El mito del "plazo fijo": por qué el ahorro tradicional ya no alcanza para proteger tu bolsillo
Cuando logramos separar unos pesos a fin de mes, la primera reacción del ahorrista tradicional suele ser activar el clásico depósito bancario a un mes. Sin embargo, en el ABC de las finanzas cotidianas que explicamos en esta sección, es fundamental entender que las viejas recetas a veces quedan desactualizadas frente a la realidad del bolsillo. En el contexto de la economía del comportamiento, la comodidad de dejar el dinero inmovilizado puede transformarse en una trampa invisible que nos hace perder poder adquisitivo frente al avance de los precios.
El principal punto débil del ahorro estático a 30 días es la pérdida absoluta de flexibilidad.
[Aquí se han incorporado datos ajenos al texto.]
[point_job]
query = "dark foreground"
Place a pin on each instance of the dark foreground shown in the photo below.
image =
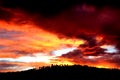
(65, 72)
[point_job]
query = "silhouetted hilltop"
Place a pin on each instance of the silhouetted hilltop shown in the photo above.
(64, 72)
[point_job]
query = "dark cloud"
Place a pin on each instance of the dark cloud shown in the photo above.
(6, 65)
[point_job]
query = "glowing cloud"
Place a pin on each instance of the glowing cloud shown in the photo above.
(110, 48)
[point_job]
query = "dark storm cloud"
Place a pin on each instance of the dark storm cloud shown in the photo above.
(51, 7)
(4, 34)
(5, 15)
(6, 66)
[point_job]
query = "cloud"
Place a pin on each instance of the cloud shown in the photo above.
(32, 36)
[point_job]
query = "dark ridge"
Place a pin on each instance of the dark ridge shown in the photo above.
(53, 7)
(63, 72)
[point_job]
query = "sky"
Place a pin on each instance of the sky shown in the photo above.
(35, 34)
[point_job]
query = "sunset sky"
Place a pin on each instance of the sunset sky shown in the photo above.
(35, 34)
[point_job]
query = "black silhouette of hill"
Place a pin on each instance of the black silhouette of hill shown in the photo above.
(64, 72)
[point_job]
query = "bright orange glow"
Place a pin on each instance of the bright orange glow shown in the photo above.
(27, 46)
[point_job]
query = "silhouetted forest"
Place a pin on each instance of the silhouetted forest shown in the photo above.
(63, 72)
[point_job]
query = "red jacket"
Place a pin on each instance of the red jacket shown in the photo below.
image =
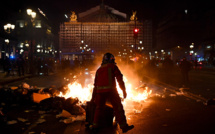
(105, 78)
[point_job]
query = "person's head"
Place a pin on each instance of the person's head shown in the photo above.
(108, 58)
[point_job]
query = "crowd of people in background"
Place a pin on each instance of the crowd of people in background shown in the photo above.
(20, 66)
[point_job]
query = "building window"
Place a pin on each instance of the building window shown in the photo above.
(38, 24)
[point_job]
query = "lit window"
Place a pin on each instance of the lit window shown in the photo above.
(38, 24)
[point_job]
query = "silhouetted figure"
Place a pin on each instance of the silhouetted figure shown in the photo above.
(152, 68)
(39, 64)
(76, 65)
(20, 64)
(168, 68)
(7, 66)
(185, 67)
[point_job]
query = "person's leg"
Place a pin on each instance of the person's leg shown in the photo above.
(100, 101)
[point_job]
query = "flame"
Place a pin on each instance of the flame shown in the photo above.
(84, 94)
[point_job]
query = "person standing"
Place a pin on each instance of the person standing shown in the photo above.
(185, 67)
(20, 64)
(105, 89)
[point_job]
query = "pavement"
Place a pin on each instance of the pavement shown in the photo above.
(171, 111)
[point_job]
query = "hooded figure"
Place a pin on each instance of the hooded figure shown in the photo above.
(105, 89)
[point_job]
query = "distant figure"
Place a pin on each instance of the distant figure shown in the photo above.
(7, 66)
(185, 67)
(20, 64)
(76, 65)
(152, 67)
(168, 68)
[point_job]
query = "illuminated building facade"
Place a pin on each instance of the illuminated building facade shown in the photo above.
(100, 29)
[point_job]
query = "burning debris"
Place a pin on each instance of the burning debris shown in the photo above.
(71, 101)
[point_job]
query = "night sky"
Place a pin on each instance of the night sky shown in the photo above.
(146, 9)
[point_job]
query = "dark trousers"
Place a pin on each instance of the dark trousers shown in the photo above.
(113, 97)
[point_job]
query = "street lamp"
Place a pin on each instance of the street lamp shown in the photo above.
(32, 15)
(7, 42)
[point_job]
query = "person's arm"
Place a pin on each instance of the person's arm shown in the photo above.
(119, 78)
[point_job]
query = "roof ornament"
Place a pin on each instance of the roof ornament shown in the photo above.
(73, 17)
(133, 16)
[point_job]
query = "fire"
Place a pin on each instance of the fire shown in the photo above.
(84, 94)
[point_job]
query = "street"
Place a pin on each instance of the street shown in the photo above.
(168, 110)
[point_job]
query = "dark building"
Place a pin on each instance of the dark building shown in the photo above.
(103, 29)
(32, 34)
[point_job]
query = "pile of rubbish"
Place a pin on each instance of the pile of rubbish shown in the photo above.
(46, 99)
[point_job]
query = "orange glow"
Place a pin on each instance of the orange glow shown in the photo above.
(84, 94)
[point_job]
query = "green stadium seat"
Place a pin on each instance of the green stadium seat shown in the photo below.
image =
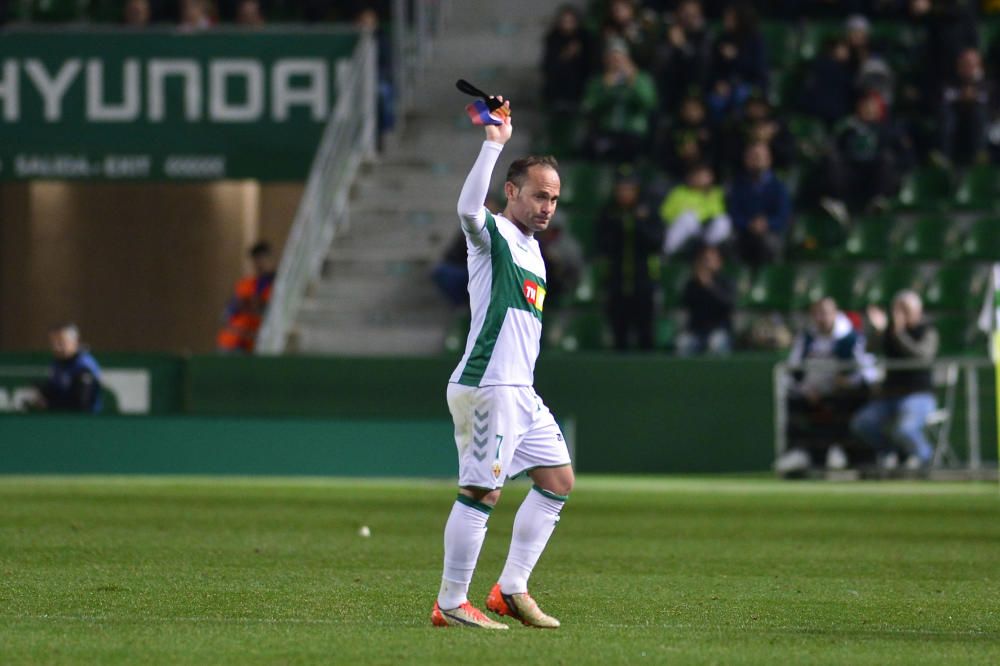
(931, 238)
(587, 331)
(841, 282)
(978, 188)
(815, 237)
(771, 289)
(869, 239)
(956, 333)
(887, 281)
(665, 333)
(956, 287)
(983, 240)
(673, 275)
(585, 184)
(780, 42)
(926, 188)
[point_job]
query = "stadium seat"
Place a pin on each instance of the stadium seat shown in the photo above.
(840, 282)
(816, 237)
(983, 240)
(585, 184)
(926, 188)
(673, 274)
(869, 239)
(977, 189)
(665, 332)
(586, 331)
(956, 333)
(888, 280)
(956, 287)
(930, 238)
(771, 288)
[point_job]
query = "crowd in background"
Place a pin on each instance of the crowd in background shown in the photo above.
(691, 103)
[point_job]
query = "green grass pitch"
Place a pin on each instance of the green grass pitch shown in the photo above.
(726, 571)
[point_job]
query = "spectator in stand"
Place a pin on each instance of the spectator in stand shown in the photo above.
(564, 263)
(245, 311)
(965, 112)
(870, 71)
(695, 213)
(684, 57)
(632, 27)
(739, 62)
(830, 381)
(136, 13)
(74, 383)
(568, 60)
(248, 14)
(949, 27)
(760, 207)
(688, 141)
(828, 90)
(618, 105)
(708, 299)
(757, 125)
(867, 160)
(894, 422)
(629, 237)
(195, 15)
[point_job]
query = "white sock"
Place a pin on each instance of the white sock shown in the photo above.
(533, 526)
(464, 534)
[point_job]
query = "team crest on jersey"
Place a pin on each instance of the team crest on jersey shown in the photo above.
(535, 293)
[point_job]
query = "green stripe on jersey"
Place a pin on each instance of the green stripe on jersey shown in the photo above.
(506, 292)
(548, 493)
(473, 504)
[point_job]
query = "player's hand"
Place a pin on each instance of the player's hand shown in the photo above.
(500, 133)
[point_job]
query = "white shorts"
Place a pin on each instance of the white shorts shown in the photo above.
(501, 432)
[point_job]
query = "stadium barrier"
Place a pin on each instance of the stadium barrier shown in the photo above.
(348, 140)
(964, 419)
(630, 414)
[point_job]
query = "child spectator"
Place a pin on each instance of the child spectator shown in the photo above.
(965, 111)
(739, 61)
(618, 104)
(629, 237)
(684, 58)
(708, 299)
(568, 60)
(245, 311)
(688, 141)
(867, 157)
(760, 207)
(695, 212)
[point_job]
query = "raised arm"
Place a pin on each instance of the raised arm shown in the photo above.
(477, 183)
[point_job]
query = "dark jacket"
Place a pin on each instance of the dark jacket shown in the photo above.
(918, 343)
(74, 385)
(631, 241)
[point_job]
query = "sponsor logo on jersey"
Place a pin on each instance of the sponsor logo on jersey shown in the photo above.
(535, 294)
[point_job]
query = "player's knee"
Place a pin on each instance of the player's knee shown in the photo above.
(490, 497)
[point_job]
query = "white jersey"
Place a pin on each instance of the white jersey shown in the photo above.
(506, 289)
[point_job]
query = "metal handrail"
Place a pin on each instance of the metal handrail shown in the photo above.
(348, 139)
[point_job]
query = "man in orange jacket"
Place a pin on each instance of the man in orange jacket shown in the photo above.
(245, 310)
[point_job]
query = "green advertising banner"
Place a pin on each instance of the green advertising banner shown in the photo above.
(123, 105)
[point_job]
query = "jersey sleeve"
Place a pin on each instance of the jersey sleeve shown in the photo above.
(471, 210)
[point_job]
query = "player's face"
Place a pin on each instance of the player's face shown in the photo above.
(534, 203)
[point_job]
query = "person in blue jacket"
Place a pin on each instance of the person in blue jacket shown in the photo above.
(74, 383)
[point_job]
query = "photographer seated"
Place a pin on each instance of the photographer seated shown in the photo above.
(831, 375)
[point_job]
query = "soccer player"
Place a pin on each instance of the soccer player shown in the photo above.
(502, 427)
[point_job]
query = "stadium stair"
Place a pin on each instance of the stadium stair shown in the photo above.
(375, 296)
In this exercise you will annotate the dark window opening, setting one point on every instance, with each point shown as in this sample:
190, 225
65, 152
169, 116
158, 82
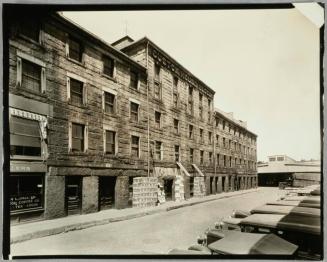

Si durante ese mes surge una urgencia médica, se rompe un electrodoméstico o aparece una oportunidad de compra imperdible, tu dinero está atrapado y no podés tocarlo, obligándote muchas veces a tarjetear con altas tasas de interés. En épocas donde la inflación se mueve día a día, la rigidez financiera es un costo muy alto para cualquier trabajador que intenta mantener al día la organización eficiente de sus recursos mensuales.
Para ganarle a este escenario, el ciudadano común está migrando hacia herramientas de liquidez inmediata que permiten que el dinero rinda sin perder la libertad de usarlo. Las cuentas remuneradas de las aplicaciones locales y los fondos comunes de inversión de rescate en el acto te pagan intereses de forma diaria por tener los pesos depositados, con la enorme ventaja de que podés transferir o gastar ese capital en cualquier momento a través de tu celular. Pasarte a esta modalidad es clave para tus finanzas personales, ya que te permite armar una estrategia de protección constante sin las ataduras del circuito bancario tradicional.